Military Exchange Systems:
How They Can Provide More Benefits for Military Personnel
FPCD-80-50: Published: Jul 18, 1980. Publicly Released: Jul 18, 1980.
- Full Report:
Difficulties in recruiting and retaining personnel in the all-volunteer Armed Forces are causing Department of Defense (DOD) officials to seek ways to increase benefits to service personnel and make military life more attractive. Military exchanges provide authorized customers with articles and services at the lowest practicable prices and are a source of funds for other types of morale, welfare, and recreation (MWR) activities. The exchanges are organized into three separate worldwide systems. Consolidation and centralization of these systems and alternative funding practices could reduce costs and improve benefits. DOD did not follow up on previous agency reports which recommended consolidation because they were not convinced that large savings would occur. It believed the consolidated system would be unmanageable and unsupported by Congress, and other matters took higher priority. Some consolidation has taken place by the integration of the Army and Air Force exchange systems and consolidation of the services' catalog business. If DOD did not require exchange systems to help fund other MWR activities, these systems could operate without appropriated-fund support and focus on providing goods and services to military personnel at the lowest practicable prices. This would establish customer-savings goals rather than profit goals. If the exchanges paid all of their expenses now charged to appropriated funds rather than providing funds for other activities, they would have more than enough to be self sufficient. Unless specifically asked, DOD does not inform Congress of the amount of exchange profits, how these funds are distributed, and the use of exchange dividends by the services. DOD officials oppose changing current funding practices primarily because they believe Congress would not fund MWR activities at their current levels. GAO believes Congress would have provided a lesser amount to fully fund activities had DOD justified them for the morale and welfare of service personnel and had it explained that alternative funding was more costly.

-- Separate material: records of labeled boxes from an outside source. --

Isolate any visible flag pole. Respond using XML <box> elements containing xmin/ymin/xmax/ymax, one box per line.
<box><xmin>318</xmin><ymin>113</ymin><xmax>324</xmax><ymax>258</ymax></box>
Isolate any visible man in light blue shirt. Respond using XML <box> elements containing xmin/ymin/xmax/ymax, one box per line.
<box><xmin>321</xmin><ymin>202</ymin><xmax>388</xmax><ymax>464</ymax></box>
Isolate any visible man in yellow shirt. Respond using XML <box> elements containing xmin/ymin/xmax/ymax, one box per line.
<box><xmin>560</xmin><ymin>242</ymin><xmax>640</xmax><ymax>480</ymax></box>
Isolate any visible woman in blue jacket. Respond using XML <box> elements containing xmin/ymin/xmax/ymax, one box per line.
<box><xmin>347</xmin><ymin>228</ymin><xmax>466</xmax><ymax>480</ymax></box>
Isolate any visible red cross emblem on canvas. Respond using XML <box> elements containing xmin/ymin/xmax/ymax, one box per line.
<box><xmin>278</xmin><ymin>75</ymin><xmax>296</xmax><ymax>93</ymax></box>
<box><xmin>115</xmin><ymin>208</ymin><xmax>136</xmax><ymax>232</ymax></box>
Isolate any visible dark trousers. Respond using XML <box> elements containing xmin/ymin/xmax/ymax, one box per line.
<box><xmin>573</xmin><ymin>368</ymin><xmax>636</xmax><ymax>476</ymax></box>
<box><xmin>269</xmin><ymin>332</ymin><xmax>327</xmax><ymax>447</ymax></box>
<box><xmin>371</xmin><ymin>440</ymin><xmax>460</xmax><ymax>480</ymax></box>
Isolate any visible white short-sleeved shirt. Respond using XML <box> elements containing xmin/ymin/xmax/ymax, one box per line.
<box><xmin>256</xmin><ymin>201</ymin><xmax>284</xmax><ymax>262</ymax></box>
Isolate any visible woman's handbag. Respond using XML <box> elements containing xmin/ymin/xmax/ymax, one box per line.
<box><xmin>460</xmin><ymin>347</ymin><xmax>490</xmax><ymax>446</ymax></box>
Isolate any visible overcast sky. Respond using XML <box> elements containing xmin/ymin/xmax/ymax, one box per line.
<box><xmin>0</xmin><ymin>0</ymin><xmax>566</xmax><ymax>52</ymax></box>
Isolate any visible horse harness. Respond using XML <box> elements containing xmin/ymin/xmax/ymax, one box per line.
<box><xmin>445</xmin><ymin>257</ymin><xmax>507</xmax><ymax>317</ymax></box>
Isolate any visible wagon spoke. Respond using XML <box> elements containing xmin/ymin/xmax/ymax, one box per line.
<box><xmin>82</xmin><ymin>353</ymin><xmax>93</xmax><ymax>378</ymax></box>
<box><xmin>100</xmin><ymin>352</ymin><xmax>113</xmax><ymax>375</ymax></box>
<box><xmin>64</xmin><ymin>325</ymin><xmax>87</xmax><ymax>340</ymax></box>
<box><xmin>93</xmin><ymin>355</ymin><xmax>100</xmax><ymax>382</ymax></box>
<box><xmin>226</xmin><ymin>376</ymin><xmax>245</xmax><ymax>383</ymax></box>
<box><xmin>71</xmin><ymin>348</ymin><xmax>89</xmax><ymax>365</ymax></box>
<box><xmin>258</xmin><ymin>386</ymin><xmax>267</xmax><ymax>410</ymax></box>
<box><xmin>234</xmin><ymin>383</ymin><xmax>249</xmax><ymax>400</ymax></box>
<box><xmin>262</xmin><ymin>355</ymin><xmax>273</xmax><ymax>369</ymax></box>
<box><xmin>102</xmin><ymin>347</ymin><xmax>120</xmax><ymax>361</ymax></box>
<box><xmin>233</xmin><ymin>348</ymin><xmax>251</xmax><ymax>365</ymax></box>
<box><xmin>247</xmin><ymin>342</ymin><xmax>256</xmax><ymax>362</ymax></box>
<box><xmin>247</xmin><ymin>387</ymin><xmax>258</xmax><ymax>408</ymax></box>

The financial advantages and the desirability of consolidating exchange functions have been identified in three other independent studies. In view of the potential for substantial benefits to military personnel, GAO believes it is time for DOD to take a strong leadership role in assessing the benefits of consolidating and centralizing exchange functions in whole or in part. The Coordinating Committee or a similar study group could assess this on a function-by-function basis, followed by promptly identifying the benefits without waiting for the entire exchange system to be reviewed. GAO believes that by changing the funding practices MWR activities could improve benefits to military personnel. Without the requirement to provide funds for other MWR activities, the exchanges could concentrate on their primary mission of providing goods and services to military personnel at the lowest practicable prices.